Mark Obama Ndesandjo also recounts his sporadic but intense encounters with his brother over the years in “Cultures: My Odyssey of Self-Discovery.” The self-published book, to be released in February, also tries to set the record straight on some points in the president’s bestselling 1995 memoir, “Dreams From My Father.” In that book, Obama seeks to learn more about their father, a mostly absent figure, after learning of his death in a car crash in 1982 at age 46.

Ndesandjo’s book comes four years after his novel, “Nairobi to Shenzhen: A Novel of Love in the East.” As in his first book, Ndesandjo wanted to raise awareness of domestic abuse by using his family’s story, although he said in an interview with The Associated Press on Tuesday that the president’s relatives have not universally welcomed his airing of private matters in public. Ndesandjo spoke ahead of a news conference to launch the book in Guangzhou on Thursday.

When asked how he would describe his relationship with his brother, he said, “Right now it’s cold and I think part of the reason is because of my writing. My writing has alienated some people in my family.”

Even though he felt their relationship was distant, “I hope that my brother and I can really hug each other after he’s president and we can be a family again,” said Ndesandjo, who resembles Obama. Like the president, Ndesandjo also has a white American mother, Ruth Ndesandjo, a Jewish woman who was Barack Obama Sr.’s third wife.

Ndesandjo, 48, has lived for 12 years in the southern Chinese boomtown of Shenzhen, next door to Hong Kong. He moved there to teach English after losing his job when the U.S. economy cratered following the Sept. 11, 2001, attacks and now works as a consultant. Ndesandjo, who is married to a Chinese woman, learned to speak Chinese and immersed himself in the study of Chinese culture, including poetry and brush calligraphy. Trained as a classical pianist, he gives lessons as a volunteer at an orphanage.

Some of the book’s profits will go to charities for children, including Ndesandjo’s own foundation, which uses art to help disadvantaged kids.

In his new book, Ndesandjo recalls alcohol-fueled beatings meted out by his father to his mother.
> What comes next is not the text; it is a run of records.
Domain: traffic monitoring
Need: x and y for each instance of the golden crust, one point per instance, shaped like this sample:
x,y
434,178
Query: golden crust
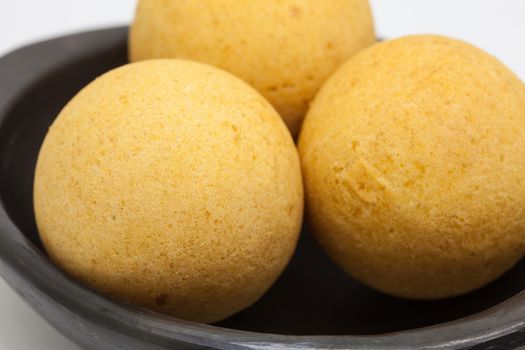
x,y
414,164
285,49
172,185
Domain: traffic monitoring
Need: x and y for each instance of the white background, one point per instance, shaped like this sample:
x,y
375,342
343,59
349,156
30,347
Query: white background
x,y
497,26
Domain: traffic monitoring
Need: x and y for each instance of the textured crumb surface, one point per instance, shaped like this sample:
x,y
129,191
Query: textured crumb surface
x,y
414,164
285,49
172,185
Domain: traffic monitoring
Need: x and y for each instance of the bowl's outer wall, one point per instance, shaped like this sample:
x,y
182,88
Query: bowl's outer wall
x,y
312,297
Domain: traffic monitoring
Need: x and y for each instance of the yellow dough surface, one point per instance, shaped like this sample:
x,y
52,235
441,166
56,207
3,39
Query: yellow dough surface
x,y
172,185
286,49
413,159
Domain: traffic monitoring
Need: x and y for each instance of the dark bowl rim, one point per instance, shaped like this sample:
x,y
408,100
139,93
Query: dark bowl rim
x,y
21,258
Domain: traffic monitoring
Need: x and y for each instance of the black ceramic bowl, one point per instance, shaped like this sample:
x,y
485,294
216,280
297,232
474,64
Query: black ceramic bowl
x,y
313,305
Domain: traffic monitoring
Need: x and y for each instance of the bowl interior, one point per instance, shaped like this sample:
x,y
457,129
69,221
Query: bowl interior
x,y
312,297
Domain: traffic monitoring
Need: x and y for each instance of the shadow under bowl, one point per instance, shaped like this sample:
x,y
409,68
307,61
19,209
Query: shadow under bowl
x,y
314,304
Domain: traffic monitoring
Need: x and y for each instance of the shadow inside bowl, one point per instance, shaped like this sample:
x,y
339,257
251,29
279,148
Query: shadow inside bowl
x,y
312,297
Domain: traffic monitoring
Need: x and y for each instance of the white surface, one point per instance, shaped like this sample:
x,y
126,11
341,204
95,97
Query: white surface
x,y
494,25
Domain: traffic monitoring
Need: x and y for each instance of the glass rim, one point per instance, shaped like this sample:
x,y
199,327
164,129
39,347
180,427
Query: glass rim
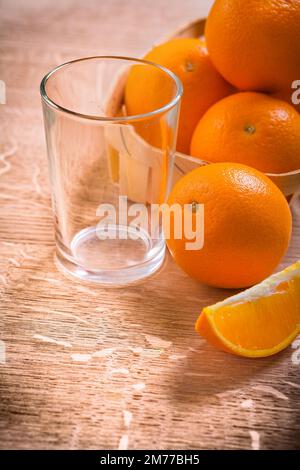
x,y
136,117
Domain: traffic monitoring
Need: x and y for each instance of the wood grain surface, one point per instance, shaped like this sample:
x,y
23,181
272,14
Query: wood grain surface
x,y
95,368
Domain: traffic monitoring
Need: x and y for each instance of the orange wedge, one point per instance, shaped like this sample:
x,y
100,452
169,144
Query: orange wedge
x,y
259,321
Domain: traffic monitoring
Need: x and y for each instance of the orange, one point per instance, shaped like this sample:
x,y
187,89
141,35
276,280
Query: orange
x,y
250,128
291,96
247,225
258,322
203,85
255,44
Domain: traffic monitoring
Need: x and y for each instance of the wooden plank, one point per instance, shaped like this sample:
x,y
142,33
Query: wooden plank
x,y
77,357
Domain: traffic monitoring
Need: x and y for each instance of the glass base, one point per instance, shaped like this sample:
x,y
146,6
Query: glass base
x,y
114,261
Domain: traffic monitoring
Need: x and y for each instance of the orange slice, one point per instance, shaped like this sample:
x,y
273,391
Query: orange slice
x,y
259,321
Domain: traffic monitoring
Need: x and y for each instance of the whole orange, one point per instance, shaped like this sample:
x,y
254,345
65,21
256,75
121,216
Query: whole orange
x,y
247,225
250,128
203,85
255,43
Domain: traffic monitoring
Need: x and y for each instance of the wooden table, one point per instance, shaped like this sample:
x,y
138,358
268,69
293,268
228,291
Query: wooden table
x,y
153,383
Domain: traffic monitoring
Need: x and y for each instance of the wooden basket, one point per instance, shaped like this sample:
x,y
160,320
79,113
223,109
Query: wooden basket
x,y
138,181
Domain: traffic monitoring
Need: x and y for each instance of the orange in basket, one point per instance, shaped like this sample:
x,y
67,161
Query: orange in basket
x,y
255,43
247,225
250,128
203,85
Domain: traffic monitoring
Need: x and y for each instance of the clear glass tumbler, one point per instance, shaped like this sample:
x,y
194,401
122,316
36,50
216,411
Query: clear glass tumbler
x,y
106,166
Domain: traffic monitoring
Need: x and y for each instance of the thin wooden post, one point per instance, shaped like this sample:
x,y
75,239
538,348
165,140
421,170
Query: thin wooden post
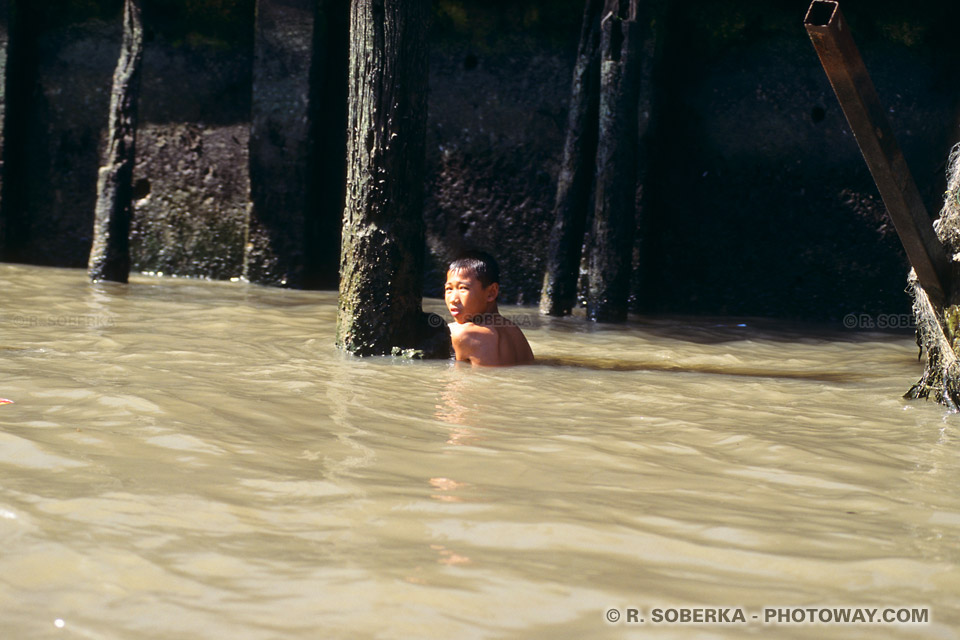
x,y
611,258
844,67
6,25
110,253
577,167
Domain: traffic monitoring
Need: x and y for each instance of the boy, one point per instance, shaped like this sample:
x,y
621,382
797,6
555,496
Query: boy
x,y
479,333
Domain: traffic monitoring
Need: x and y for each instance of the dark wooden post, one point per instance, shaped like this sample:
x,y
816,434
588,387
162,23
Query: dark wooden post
x,y
279,132
577,167
381,263
611,258
6,25
110,253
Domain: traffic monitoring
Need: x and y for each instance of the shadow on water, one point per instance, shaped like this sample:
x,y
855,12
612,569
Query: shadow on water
x,y
612,364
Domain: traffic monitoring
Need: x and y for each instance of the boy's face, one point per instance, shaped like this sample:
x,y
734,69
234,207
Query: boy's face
x,y
466,296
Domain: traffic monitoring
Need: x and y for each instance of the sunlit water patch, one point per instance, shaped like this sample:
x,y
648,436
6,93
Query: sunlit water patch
x,y
196,460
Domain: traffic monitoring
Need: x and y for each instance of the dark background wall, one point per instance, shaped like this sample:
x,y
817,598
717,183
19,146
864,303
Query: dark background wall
x,y
757,201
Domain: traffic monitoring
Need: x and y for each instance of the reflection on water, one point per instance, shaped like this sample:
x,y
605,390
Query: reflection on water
x,y
193,459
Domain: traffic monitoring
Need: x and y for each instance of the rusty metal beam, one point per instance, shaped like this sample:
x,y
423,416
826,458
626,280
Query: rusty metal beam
x,y
858,98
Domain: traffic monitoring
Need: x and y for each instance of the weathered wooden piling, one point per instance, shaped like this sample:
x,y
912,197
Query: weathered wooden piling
x,y
381,268
110,253
611,257
6,25
577,168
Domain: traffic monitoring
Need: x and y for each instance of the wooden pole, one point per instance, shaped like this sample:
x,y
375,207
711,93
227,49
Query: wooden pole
x,y
611,258
381,264
577,167
6,25
848,75
110,253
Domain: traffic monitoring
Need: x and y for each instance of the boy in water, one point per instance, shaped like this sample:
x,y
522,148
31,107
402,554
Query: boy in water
x,y
479,333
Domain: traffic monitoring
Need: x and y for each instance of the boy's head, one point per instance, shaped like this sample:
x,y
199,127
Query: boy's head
x,y
480,264
473,285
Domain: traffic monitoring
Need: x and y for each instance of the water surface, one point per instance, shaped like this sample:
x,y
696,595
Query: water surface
x,y
192,459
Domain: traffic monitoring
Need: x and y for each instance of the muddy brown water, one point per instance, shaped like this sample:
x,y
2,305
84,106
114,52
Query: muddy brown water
x,y
192,459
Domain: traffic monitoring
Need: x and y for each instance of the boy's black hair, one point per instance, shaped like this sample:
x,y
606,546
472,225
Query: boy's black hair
x,y
480,263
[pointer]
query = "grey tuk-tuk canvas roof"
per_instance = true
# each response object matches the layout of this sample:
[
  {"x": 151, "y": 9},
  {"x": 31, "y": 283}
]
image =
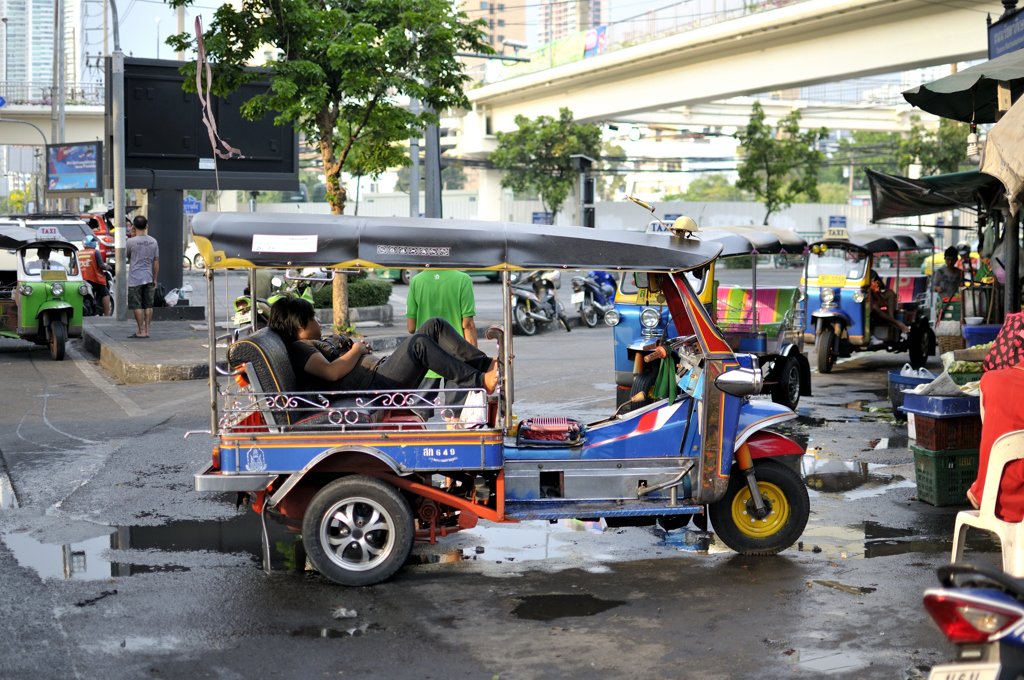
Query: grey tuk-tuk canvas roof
[{"x": 268, "y": 240}]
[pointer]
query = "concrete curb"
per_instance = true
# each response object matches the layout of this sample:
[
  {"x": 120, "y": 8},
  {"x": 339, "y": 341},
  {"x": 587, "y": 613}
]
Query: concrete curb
[{"x": 131, "y": 368}]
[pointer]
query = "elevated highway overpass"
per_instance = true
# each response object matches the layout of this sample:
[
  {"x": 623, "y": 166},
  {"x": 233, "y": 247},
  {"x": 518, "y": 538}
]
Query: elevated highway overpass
[{"x": 684, "y": 78}]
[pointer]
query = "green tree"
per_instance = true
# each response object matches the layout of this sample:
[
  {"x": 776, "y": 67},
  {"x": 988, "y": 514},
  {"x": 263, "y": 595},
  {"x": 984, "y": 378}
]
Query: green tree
[
  {"x": 709, "y": 186},
  {"x": 339, "y": 70},
  {"x": 610, "y": 182},
  {"x": 940, "y": 152},
  {"x": 537, "y": 156},
  {"x": 779, "y": 165}
]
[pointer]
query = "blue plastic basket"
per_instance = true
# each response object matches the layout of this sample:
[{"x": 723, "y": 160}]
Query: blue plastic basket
[
  {"x": 941, "y": 407},
  {"x": 897, "y": 385}
]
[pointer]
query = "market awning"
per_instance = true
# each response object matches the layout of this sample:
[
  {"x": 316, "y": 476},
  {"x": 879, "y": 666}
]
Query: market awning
[{"x": 893, "y": 196}]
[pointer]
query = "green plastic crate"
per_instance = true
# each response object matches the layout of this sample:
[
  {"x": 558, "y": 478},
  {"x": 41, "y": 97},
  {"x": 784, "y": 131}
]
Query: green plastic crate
[{"x": 944, "y": 476}]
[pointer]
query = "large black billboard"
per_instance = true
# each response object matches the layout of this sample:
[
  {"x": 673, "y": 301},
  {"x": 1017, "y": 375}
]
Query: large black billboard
[{"x": 168, "y": 146}]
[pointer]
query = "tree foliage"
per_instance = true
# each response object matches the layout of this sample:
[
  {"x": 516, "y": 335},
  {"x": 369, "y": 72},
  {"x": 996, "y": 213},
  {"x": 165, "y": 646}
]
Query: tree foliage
[
  {"x": 938, "y": 153},
  {"x": 707, "y": 187},
  {"x": 536, "y": 158},
  {"x": 339, "y": 71},
  {"x": 779, "y": 165}
]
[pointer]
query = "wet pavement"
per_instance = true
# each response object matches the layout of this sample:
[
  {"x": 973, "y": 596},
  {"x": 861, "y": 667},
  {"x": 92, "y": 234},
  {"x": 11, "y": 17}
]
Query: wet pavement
[{"x": 115, "y": 567}]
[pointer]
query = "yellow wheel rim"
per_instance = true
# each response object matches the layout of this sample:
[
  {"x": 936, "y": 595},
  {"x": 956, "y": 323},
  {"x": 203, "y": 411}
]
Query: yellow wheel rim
[{"x": 744, "y": 518}]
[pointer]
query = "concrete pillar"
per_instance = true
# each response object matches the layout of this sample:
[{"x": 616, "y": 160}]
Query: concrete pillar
[
  {"x": 165, "y": 215},
  {"x": 489, "y": 201}
]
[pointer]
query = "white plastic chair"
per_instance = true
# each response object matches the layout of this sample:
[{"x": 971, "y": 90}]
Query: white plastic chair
[{"x": 1007, "y": 449}]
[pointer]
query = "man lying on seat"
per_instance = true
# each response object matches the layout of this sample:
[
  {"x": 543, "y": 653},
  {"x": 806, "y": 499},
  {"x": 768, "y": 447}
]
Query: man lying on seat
[{"x": 322, "y": 367}]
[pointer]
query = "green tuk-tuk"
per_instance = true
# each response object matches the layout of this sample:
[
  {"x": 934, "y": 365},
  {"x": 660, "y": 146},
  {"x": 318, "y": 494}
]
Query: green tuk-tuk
[{"x": 41, "y": 287}]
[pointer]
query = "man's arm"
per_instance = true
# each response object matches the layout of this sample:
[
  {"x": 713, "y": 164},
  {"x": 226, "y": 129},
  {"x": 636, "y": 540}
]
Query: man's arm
[{"x": 469, "y": 330}]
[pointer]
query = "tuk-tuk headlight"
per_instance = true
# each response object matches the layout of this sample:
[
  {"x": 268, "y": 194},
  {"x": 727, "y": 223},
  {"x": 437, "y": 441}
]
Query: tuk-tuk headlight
[{"x": 650, "y": 317}]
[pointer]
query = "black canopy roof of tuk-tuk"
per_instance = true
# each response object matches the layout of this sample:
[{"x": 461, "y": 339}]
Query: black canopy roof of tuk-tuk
[
  {"x": 893, "y": 196},
  {"x": 13, "y": 235},
  {"x": 744, "y": 240},
  {"x": 268, "y": 240},
  {"x": 885, "y": 240}
]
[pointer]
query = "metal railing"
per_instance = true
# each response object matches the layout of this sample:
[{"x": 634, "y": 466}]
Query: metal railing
[{"x": 41, "y": 93}]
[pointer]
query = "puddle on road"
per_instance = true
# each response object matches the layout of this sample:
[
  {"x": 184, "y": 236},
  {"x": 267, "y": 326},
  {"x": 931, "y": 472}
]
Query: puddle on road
[
  {"x": 334, "y": 633},
  {"x": 550, "y": 607},
  {"x": 88, "y": 560},
  {"x": 852, "y": 479}
]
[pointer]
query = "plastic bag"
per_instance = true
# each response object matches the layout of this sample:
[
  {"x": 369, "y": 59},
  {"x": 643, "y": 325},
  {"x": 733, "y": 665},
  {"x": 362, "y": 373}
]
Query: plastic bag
[{"x": 909, "y": 372}]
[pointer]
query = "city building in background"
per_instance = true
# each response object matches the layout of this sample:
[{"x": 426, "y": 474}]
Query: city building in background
[{"x": 558, "y": 18}]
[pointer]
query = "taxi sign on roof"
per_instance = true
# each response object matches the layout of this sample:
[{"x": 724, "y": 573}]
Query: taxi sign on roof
[{"x": 48, "y": 234}]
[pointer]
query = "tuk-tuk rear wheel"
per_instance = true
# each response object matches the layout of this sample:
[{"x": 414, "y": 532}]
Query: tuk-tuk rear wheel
[
  {"x": 58, "y": 338},
  {"x": 357, "y": 530},
  {"x": 734, "y": 519}
]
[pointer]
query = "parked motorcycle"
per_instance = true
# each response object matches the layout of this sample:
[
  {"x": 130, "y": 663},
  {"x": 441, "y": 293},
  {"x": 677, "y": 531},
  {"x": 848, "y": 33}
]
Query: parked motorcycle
[
  {"x": 535, "y": 300},
  {"x": 981, "y": 610},
  {"x": 593, "y": 296}
]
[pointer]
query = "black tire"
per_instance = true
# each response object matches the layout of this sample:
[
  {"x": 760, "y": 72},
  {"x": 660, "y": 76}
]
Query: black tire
[
  {"x": 642, "y": 384},
  {"x": 344, "y": 553},
  {"x": 732, "y": 515},
  {"x": 786, "y": 389},
  {"x": 524, "y": 324},
  {"x": 588, "y": 312},
  {"x": 920, "y": 345},
  {"x": 58, "y": 339},
  {"x": 826, "y": 359}
]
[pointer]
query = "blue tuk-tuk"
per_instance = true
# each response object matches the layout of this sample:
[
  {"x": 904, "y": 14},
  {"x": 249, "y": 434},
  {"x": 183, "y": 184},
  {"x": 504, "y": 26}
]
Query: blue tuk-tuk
[{"x": 363, "y": 474}]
He recounts one incident in which his father held a knife to his mother’s throat because she took out a restraining order against him.

His parents met when Obama Sr. was a graduate student at Harvard University and moved in 1964 to Kenya, where Mark and his brother David were born. David later died in a motorcycle accident.

Obama Sr. had earlier divorced President Obama’s mother, Stanley Ann Dunham, after Obama was born in Hawaii in 1961.

Mark Ndesandjo’s mother later divorced the senior Obama and married another man, whose surname both mother and son also took.

Ndesandjo and Obama did not grow up together. Ndesandjo was brought up in Kenya but moved to the U.S. for college, earning a bachelor’s degree in physics at Brown University, a master’s in the same subject from Stanford University and an MBA at Emory University.

The book recounts Ndesandjo’s first encounter with Obama, who was visiting Kenya in 1988. They did not hit it off.

“Barack thought I was too white and I thought he was too black,” Ndesandjo said. “He was an American searching for his African roots, I was a Kenyan, I’m an American but I was living in Kenya, searching for my white roots.”

The 500-page book includes an appendix listing a number of alleged factual errors in Obama’s 1995 memoir, “Dreams from my Father,” such as quotes incorrectly attributed to Ndesandjo’s mother.

“It’s a correction. A lot of the stuff that Barack wrote is wrong in that book and I can understand that because to me for him the book was a tool for fashioning an identity and he was using composites,” Ndesandjo said.

“I wanted to bring it up because first of all I wanted the record to be straight. I wanted to tell my own story, not let people tell it for me,” he said.